De rechtbank heeft in haar beslissing ook aandacht besteed aan de buitengerechtelijke incassokosten en de beslagkosten, die eveneens aan [eiser] zijn toegewezen. Dit vonnis benadrukt het belang van het voldoen aan bouwnormen en de verplichtingen van aannemers om adequate informatie te verstrekken aan opdrachtgevers.

Uitspraak

RECHTBANK Noord-Holland

Civiel recht
Zittingsplaats Haarlem
Zaaknummer: C/15/335249 / HA ZA 23-2
Vonnis van 13 maart 2024 (bij vervroeging)
in de zaak van
[eiser],
te [plaats], gemeente [gemeente],
eisende partij in conventie,
verwerende partij in reconventie,
hierna te noemen: [eiser],
advocaat: mr. F. Dijkslag te Amersfoort,
tegen
[gedaagde], h.o.d.n. [bedrijf],
te [plaats],
gedaagde partij in conventie,
eisende partij in reconventie,
hierna te noemen: [gedaagde],
advocaat: mr. A. Ramsaroep te ’s-Gravenhage.

1.De zaak in het kort

1.1.
[eiser] is in het tussenvonnis van 27 september 2023 (hierna: het tussenvonnis) op de voet van artikel 22 Rv bevolen om bij akte zijn stelling toe te lichten dat het niveau van NEN 8700 in geval van een uitbouw als de onderhavige, overeenkomt met de norm van NEN-EN 1990 Eurocode 0, NEN-EN 1991 Eurocode 1 en NEN-EN 1993 Eurocode 2. Naar aanleiding van de over en weer genomen aktes, is de rechtbank van oordeel dat [eiser] zijn stelling dat de uitbouw niet aan de geldende normen voldoet voldoende heeft onderbouwd en [gedaagde] deze onvoldoende gemotiveerd heeft betwist. Daarmee is vast komen te staan dat de constructeur aan de juiste normen heeft getoetst en dat de constructie van de uitbouw van opdracht 1 niet voldoet. Gelet op het verzuim van [gedaagde] (r.o. 5.13 tot en met 5.16 van het tussenvonnis), heeft [eiser] opdracht 1 daarom rechtsgeldig ontbonden.
1.2.
[gedaagde] is in het tussenvonnis op de voet van artikel 22 Rv bevolen om feitelijke gegevens te verstrekken en daarmee aanknopingspunten voor [eiser] op grond waarvan de besparingen voor opdrachten 2, 3 en 4 kunnen worden vastgesteld. Na aktewisseling is de uitkomst dat van de materiaalkosten die [gedaagde] heeft gemaakt, € 500 voor de huur van de container toewijsbaar is (want erkend), maar € 500 voor het staal niet. Wat betreft de kosten van arbeid slaagt het verweer dat [gedaagde] geen andere werkzaamheden heeft kunnen doen niet.
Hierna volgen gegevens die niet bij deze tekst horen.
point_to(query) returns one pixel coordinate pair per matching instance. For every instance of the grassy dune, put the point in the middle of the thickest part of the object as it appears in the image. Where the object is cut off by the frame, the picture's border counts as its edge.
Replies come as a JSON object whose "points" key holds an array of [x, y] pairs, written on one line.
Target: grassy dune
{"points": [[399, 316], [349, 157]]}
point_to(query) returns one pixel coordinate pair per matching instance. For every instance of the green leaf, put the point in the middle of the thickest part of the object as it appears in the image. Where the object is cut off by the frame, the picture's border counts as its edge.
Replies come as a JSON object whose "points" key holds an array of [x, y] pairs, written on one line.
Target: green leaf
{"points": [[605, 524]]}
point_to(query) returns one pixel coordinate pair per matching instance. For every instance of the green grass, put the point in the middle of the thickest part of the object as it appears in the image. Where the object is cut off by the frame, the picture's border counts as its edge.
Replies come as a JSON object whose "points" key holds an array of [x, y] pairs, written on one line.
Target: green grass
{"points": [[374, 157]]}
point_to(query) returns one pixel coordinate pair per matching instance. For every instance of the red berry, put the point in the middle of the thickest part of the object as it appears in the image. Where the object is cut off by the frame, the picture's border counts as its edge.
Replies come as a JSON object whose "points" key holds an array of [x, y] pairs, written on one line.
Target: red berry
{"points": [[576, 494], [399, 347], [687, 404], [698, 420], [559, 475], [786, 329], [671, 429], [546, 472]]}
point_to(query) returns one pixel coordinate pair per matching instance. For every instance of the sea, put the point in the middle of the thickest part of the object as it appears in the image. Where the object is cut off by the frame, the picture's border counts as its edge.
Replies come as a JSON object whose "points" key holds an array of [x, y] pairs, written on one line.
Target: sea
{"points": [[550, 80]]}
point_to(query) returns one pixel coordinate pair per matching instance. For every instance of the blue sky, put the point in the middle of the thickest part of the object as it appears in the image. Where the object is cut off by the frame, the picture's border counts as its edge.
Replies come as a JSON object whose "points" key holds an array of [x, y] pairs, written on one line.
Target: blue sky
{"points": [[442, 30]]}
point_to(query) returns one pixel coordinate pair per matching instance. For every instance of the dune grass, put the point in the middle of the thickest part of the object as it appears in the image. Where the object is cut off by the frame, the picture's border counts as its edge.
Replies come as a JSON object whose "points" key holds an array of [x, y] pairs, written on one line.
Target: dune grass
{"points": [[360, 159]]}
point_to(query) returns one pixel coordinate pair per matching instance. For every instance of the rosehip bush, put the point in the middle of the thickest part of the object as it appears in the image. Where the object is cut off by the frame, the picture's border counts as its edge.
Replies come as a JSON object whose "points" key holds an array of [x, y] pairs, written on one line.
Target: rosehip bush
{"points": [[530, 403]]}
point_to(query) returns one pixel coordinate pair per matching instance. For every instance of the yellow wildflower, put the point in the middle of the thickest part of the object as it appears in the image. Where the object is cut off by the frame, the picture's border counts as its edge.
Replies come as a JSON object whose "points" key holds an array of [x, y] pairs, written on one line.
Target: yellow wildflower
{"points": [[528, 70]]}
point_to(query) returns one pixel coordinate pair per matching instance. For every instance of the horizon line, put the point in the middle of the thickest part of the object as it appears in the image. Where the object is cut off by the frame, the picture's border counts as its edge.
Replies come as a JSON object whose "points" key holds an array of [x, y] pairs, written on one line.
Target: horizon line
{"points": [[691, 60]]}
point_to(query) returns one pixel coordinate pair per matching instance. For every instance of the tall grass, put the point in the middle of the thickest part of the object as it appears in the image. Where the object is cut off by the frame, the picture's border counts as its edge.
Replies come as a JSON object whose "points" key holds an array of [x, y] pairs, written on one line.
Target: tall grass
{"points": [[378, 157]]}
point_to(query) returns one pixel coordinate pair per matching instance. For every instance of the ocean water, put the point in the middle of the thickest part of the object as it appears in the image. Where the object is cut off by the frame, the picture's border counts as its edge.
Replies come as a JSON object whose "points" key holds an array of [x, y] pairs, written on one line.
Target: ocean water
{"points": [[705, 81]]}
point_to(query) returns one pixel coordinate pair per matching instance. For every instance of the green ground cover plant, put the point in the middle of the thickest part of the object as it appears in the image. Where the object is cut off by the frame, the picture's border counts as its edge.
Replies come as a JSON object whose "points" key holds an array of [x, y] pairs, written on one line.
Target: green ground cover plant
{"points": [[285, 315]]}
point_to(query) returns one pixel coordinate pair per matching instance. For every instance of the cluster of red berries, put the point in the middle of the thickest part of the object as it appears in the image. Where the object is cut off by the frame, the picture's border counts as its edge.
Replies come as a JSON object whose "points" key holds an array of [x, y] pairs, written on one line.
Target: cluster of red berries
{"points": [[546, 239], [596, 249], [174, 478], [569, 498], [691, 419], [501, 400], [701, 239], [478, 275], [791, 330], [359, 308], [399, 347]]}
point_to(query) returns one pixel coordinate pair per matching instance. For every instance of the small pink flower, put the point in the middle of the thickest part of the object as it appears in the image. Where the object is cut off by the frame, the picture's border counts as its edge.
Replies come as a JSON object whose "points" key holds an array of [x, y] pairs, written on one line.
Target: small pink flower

Daarnaast heeft [gedaagde] naar het oordeel van de rechtbank onvoldoende feitelijke gegevens, en daarmee aanknopingspunten voor [eiser], verstrekt op grond waarvan de besparingen op arbeidskosten kunnen worden vastgesteld.
Omdat [eiser] de toewijsbare kosten al in mindering heeft gebracht op zijn eigen vordering, hoeft hij aan [gedaagde] niets meer te betalen.
1.3.
Een en ander als overwogen in het tussenvonnis en het onderhavige vonnis leidt er toe dat de rechtbank in dit vonnis in conventie de vordering onder 1 afwijst, de overige vorderingen (grotendeels) toewijst en in reconventie de vorderingen afwijst.

2.De procedure

2.1.
Het verloop van de procedure blijkt uit:
- het tussenvonnis van 27 september 2023
- de akte uitlaten van [eiser] van 25 oktober 2023
- de akte uitlaten van [gedaagde] van 25 oktober 2023
- de akte uitlaten van [eiser] van 22 november 2023
- de akte uitlaten (Antwoordakte) van [gedaagde] van 22 november 2023
- de nadere akte uitlaten van [eiser] van 3 januari 2024
- de akte uitlaten (Antwoordakte) van [gedaagde] van 31 januari 2024.
2.2.
Ten slotte is vonnis bepaald.

3.De verdere beoordeling

in conventie en reconventie
3.1.
[eiser] verzoekt de rechtbank terug te komen op wat zij heeft overwogen in r.o. 5.23 van het tussenvonnis. De rechtbank handhaaft echter haar overwegingen over samenhang tussen de vier opdrachten. [eiser] heeft namelijk in de dagvaarding, de conclusie van antwoord in reconventie én tijdens de mondelinge behandeling zijn stelling over samenhang tussen de vier opdrachten niet, althans onvoldoende, onderbouwd. Door dit pas na de mondelinge behandeling – en buiten de instructie van de rechtbank om – in een akte toe te lichten, handelt hij in strijd met de goede procesorde. Dat [eiser] bij de dagvaarding tekeningen van de bestaande en nieuwe situatie heeft overgelegd, maakt dat niet anders, omdat samenhang tussen de opdrachten zonder nadere toelichting niet zonder meer uit de tekeningen kan worden afgeleid. Daar komt bij dat ondanks ontbinding van opdracht 1, [gedaagde] - na afronding van opdracht 1 door een derde - opdracht 2, 3 en 4 alsnog had kunnen uitvoeren. Waarom dat van [eiser] niet meer verlangd kon worden, heeft [eiser] niet onderbouwd.
3.2.
Evenmin ziet de rechtbank aanleiding om, zoals [gedaagde] heeft verzocht, terug te komen op haar overwegingen in r.o. 5.12, 5.17 en haar tussenconclusie over opdracht 1 in het tussenvonnis. De rechtbank handhaaft ook deze overwegingen en merkt naar aanleiding van hetgeen [gedaagde] in dit verband heeft gesteld nog het volgende op. Dat partijen het er niet over eens waren of de constructie van de uitbouw aan de maatstaf van goed en deugdelijk werk voldeed en dat dit in rechte nog niet vast stond, neemt niet weg dat de constructie op 12 september 2022 al niet voldeed en dat [eiser] toen uit de mededelingen van [gedaagde] kon afleiden dat [gedaagde] niet bereid was de tekortkoming te herstellen.
in conventie
Komt het niveau van NEN 8700 in het geval van een uitbouw als deze overeen met dat van NEN-EN 1990 Eurocode 0, NEN-EN 1991 Eurocode 1 en NEN-EN 1993 Eurocode 2?
3.3.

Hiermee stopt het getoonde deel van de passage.